Wisdom from The Great Chain of Command

I think we all have certain little snippets that we remember our authority figures or bosses saying at various points in our career (or life if you’ve never had a job). Usually rooted in constructive criticism or good advice, and sometimes questionable advice. Many of these statements probably came from people further up the chain in their own careers.¬†Any way you look at it, these bits of wisdom make their way down a long and complex rabbit hole to you, their recipient.

I’m about to talk to one of my staff who didn’t show up for an early code launch this morning.

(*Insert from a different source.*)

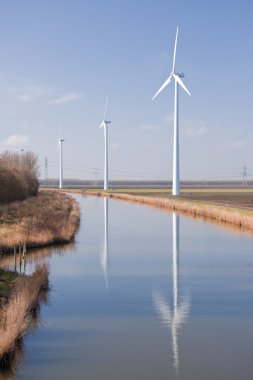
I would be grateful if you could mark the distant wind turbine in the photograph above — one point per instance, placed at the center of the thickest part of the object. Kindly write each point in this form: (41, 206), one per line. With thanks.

His excuse was, “sorry, I slept through my alarm.”, which in my mind evokes the image of a guy named Josh Jones who looked at me across the desk once and said, with a stone face and a shrug, “Get a louder alarm clock.” Will it stick on the next person like it did on me, the guy who regularly turns the lights on at my office? I don’t know, but if it does, I’ve done my job right; passing along the tradition of the obvious.

Sometimes they do stick though. I know it because I’ve lived it. Like the time I was interning at the SUNY Fredonia print department under a bear sized guy named Tom Malinoski who called me out on my reluctance to pay attention to detail (or some other related fault) by saying “Your that kinda asshole that’s too lazy to get out of the shower to piss.” That one haunted me for years, especially whenever I actually was too lazy to get out of the shower to piss!

Tom was one of my favorite teachers of all time and someone I maintained contact with from college until his death due to cancer a few years ago. Before he died, in fact; the last time we saw each other I told him about how much those words affected me.

He laughed a little and replied, “Well heck I didn’t mean your own personal shower, do whatever you want there. I meant like a gym shower. Like after football er somethin’.”

I then said, “Tom, I never played any team sports in school, partially because of the shower…”. He looked at me thoughtfully and replied, “Well, gee. Sorry if I fucked you up little buddy.” We both had a good laugh, but I could see that for a moment he realized how a simple short statement could carry on with somebody. He was the kind of dude who appreciated that stuff.

I’m not sure how much thought most people put into the effect a statement can have on a person, but I fully expect my children to reiterate a few of them to me one day at the dinner table, and if I’m lucky, one or two of those great pieces of wisdom might outlive a generation or two.

And maybe the guy who missed the launch this morning will read this and get a louder alarm clock.